Olson met the woman she saved a couple days after the incident, “and it was very moving for both of us,” she said.
The woman thanked Olson for being her guardian angel, and later sent her a thank-you card.
“She definitely would have died, because she had no pulse” before Olson performed CPR, Olson said.
Although Olson has been a nurse in the Fargo area for 37 years, this was her first time saving someone outside the hospital, and it felt different.
“In the hospital setting where I work, we have all the equipment right at our fingertips; our coworkers are right at our fingertips. When you’re out by yourself, it’s you,” she said. “It’s definitely a lot easier in the hospital setting.”
Fuchs said she would leave it up to the family of the children she saved to contact her.
“I wouldn’t expect it either way,” she said. “My only concern was knowing that they were OK and safe.”
Every act helps
The F-M Ambulance Service sees at least two to three acts of citizen heroism each year, spokesman Don Martin said.
Although that number is small, Martin suspects it’s higher than it would be in some parts of the country.

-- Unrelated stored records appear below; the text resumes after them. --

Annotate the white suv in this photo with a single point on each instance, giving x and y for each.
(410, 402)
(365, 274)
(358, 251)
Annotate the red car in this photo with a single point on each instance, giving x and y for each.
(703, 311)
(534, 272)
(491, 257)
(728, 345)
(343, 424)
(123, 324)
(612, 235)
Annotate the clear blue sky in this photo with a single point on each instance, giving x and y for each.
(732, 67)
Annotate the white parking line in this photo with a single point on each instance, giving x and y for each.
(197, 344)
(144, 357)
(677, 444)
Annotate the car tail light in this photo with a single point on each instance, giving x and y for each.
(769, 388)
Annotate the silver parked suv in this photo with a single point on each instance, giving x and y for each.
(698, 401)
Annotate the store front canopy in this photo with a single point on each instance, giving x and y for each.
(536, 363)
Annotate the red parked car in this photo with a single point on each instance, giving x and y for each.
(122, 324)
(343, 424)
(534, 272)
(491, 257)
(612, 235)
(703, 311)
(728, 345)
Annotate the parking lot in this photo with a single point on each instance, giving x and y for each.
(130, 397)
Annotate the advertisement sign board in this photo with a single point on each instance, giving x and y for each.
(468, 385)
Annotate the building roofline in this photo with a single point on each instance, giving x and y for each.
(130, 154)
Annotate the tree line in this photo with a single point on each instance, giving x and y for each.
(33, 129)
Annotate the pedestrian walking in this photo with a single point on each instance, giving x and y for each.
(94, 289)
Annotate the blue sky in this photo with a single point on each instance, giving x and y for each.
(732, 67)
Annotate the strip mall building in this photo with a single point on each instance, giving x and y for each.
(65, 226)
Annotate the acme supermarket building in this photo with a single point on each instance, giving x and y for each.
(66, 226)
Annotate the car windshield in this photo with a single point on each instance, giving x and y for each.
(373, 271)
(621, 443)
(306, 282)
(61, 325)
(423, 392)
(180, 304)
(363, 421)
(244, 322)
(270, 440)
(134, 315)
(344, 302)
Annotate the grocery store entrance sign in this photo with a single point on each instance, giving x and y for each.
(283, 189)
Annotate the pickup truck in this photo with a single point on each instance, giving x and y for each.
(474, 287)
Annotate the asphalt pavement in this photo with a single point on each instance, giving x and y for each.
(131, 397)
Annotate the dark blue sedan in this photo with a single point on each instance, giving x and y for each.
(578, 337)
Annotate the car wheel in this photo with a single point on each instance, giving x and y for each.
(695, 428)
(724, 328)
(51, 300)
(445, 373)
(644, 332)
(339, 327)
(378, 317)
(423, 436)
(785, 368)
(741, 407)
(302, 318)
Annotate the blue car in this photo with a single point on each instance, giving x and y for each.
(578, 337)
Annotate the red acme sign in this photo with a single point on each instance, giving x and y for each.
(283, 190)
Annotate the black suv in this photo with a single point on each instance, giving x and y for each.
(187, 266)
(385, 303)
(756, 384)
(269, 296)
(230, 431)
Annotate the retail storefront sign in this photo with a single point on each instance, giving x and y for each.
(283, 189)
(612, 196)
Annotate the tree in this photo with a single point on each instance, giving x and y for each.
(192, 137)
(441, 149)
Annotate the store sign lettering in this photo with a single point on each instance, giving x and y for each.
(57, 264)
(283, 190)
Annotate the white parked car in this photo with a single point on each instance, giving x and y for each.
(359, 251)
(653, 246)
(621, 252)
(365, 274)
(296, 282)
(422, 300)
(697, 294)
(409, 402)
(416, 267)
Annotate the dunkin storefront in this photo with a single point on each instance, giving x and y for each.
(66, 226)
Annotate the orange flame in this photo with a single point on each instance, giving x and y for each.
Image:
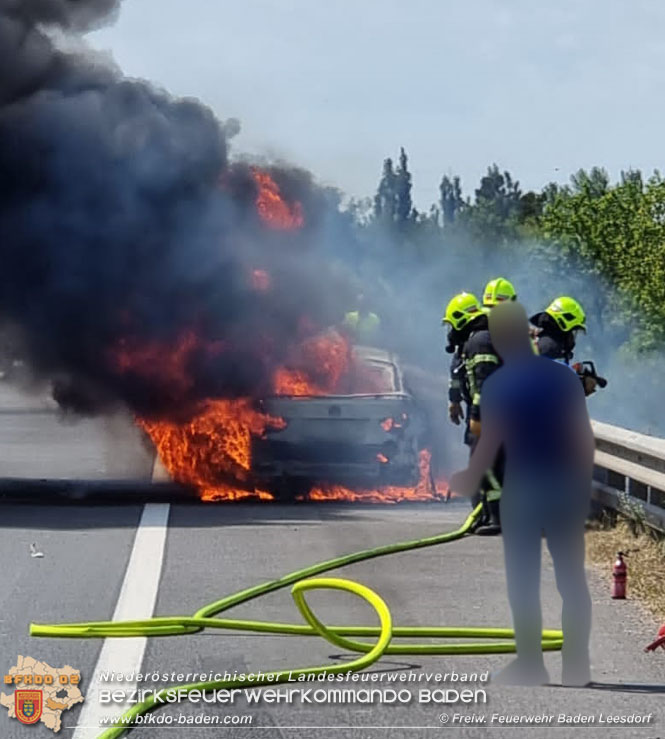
(424, 490)
(273, 210)
(320, 364)
(212, 451)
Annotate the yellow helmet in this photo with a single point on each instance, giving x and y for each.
(567, 313)
(462, 309)
(497, 291)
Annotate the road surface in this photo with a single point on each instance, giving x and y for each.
(131, 560)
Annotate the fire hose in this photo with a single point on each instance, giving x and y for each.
(206, 617)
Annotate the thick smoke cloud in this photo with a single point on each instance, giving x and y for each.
(124, 227)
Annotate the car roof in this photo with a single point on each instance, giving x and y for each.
(373, 354)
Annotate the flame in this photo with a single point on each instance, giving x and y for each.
(273, 210)
(164, 365)
(318, 367)
(212, 451)
(423, 491)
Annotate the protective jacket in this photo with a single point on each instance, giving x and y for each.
(551, 341)
(480, 360)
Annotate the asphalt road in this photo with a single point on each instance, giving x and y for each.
(99, 561)
(214, 550)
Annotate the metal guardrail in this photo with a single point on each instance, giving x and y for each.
(629, 474)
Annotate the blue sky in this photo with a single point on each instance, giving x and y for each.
(338, 85)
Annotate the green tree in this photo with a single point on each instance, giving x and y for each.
(451, 199)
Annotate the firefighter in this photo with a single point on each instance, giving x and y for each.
(474, 360)
(362, 324)
(557, 326)
(463, 315)
(497, 291)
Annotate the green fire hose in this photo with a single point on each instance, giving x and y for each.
(206, 617)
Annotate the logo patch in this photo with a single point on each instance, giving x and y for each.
(28, 705)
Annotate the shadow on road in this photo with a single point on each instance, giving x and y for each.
(54, 516)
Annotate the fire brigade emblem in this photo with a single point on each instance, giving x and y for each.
(28, 706)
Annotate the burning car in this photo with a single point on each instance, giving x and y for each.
(368, 437)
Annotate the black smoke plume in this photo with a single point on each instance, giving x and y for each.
(125, 230)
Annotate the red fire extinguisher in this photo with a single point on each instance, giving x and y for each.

“Up here, we feel a lot more people are willing to help their neighbor,” he said, noting that medics who’ve worked elsewhere have noticed the difference.
Lt. Joel Vettel, a spokesman for Fargo police, said that on a small scale, “we see people do that all the time.”
Even stopping to help someone who’s been in a car accident and calling law enforcement can make a difference, he said.
Vettel said the police would never ask people to put themselves in harm’s way to help someone, “but we can understand why people would want to do that, because it’s human nature.”
Narlock, who received an F-M Ambulance Lifesaving Award for his efforts, would agree.
“I don’t really consider myself a hero,” he said. “I just consider myself a good community member who was in the right place at the right time.”